Roma, 21 giugno 2020 – La Serie A di calcio ha ormai spiccato nuovamente il volo anche se lo ha fatto ovviamente senza una parte importante del suo cuore pulsante: il tifo sugli spalti. Un aspetto che ha reso particolare e per certi versi un po’ malinconica la ripresa del campionato come ha sottolineato anche il presidente della FIGC Gabriele Gravina a margine di un evento: “Ho seguito le prime partite dopo la ripresa della Serie A e devo ammettere che manca un tassello importante come il tifo. C’è ancora grande freddezza.

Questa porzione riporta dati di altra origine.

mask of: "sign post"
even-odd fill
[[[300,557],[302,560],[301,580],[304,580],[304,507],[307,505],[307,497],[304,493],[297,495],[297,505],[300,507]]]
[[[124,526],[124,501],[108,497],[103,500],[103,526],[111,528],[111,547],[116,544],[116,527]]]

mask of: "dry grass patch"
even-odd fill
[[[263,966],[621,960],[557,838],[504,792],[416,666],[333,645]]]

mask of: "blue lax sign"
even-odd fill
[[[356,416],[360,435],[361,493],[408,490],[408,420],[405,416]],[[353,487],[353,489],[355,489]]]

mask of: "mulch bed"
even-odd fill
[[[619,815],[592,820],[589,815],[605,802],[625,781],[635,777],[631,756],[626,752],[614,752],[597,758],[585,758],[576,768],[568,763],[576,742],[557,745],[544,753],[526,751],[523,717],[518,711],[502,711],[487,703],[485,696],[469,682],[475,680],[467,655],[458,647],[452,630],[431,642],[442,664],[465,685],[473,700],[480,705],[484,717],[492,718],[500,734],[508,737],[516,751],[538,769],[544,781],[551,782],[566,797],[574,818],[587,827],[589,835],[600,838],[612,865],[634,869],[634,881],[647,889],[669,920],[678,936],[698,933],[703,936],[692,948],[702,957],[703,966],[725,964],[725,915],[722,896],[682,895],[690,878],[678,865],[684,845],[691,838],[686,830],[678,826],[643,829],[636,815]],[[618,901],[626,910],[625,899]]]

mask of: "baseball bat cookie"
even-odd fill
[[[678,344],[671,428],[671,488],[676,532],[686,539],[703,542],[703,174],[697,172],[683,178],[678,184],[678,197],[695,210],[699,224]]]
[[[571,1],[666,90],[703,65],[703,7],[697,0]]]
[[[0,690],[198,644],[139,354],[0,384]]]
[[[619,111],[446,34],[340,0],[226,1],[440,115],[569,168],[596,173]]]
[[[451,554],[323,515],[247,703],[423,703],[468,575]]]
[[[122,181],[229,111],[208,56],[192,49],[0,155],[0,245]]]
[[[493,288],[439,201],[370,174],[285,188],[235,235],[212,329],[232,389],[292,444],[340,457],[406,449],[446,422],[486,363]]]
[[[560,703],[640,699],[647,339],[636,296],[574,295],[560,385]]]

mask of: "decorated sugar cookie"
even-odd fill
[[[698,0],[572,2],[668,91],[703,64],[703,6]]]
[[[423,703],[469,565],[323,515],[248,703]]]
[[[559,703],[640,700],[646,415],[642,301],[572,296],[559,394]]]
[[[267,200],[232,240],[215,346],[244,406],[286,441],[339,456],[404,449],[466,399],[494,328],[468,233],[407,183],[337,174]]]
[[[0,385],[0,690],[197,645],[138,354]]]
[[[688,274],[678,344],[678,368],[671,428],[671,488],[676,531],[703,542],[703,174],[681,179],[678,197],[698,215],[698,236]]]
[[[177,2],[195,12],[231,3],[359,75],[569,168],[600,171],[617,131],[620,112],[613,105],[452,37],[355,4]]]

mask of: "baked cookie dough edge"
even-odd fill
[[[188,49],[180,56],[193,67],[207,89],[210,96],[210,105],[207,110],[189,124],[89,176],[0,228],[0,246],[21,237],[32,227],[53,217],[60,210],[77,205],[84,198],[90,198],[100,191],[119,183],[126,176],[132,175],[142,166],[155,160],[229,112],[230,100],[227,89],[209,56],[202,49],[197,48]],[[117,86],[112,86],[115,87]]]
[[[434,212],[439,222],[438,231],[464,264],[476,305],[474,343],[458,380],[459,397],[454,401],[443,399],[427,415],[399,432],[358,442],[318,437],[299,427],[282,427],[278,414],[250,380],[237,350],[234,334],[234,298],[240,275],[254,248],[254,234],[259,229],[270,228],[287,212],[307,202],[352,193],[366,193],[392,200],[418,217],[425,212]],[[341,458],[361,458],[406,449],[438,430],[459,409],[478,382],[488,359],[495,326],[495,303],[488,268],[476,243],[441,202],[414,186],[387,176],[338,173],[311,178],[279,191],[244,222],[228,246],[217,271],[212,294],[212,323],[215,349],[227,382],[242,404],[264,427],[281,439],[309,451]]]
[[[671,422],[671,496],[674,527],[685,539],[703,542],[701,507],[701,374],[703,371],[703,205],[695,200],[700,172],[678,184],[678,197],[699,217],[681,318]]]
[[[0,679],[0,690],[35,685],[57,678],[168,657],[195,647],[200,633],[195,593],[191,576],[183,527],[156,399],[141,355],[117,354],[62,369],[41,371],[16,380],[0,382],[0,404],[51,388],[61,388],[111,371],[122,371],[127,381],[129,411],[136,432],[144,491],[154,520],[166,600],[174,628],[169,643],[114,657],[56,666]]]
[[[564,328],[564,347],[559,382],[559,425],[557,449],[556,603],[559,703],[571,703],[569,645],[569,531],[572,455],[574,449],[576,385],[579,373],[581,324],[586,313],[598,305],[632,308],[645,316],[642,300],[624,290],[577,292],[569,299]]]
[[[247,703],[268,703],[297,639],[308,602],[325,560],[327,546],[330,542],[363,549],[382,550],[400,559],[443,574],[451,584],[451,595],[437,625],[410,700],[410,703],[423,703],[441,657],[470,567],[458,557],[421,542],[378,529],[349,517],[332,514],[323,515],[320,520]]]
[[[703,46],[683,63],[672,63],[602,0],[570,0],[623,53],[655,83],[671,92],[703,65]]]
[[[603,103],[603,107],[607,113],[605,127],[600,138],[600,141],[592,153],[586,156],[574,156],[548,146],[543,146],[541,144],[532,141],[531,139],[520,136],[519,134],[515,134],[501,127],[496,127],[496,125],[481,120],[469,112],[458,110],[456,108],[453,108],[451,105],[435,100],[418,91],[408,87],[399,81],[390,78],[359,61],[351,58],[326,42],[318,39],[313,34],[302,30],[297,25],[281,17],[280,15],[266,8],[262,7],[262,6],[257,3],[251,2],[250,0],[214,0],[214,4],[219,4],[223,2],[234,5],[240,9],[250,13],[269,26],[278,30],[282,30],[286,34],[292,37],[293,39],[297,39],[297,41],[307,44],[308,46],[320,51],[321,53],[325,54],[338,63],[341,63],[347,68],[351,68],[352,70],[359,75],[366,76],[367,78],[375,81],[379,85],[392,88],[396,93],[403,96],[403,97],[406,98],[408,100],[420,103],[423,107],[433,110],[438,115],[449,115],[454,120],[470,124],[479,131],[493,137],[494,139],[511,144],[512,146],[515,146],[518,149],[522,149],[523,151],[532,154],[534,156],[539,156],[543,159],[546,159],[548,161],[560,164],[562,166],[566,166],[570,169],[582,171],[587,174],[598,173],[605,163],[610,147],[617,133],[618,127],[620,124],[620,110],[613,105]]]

Certo si vedono ottimi gesti tecnici, ma manca ancora l’anima del calcio che per me è il tifo”.

Non tutte le speranze di una riapertura almeno parziale degli stadi entro la fine di questa stagione sono però perdute: “Il nostro auspicio è che i tifosi possano tornare presto a tifare sugli spalti ma chiaramente ci vuole pazienza e fiducia nella comunità scientifica. Mi auguro che al più presto questa epidemia possa abbandonare il Paese e spinga il Comitato Tecnico Scientifico ad allentare le restrizioni che al momento impediscono purtroppo ai tifosi di vivere pienamente il calcio”.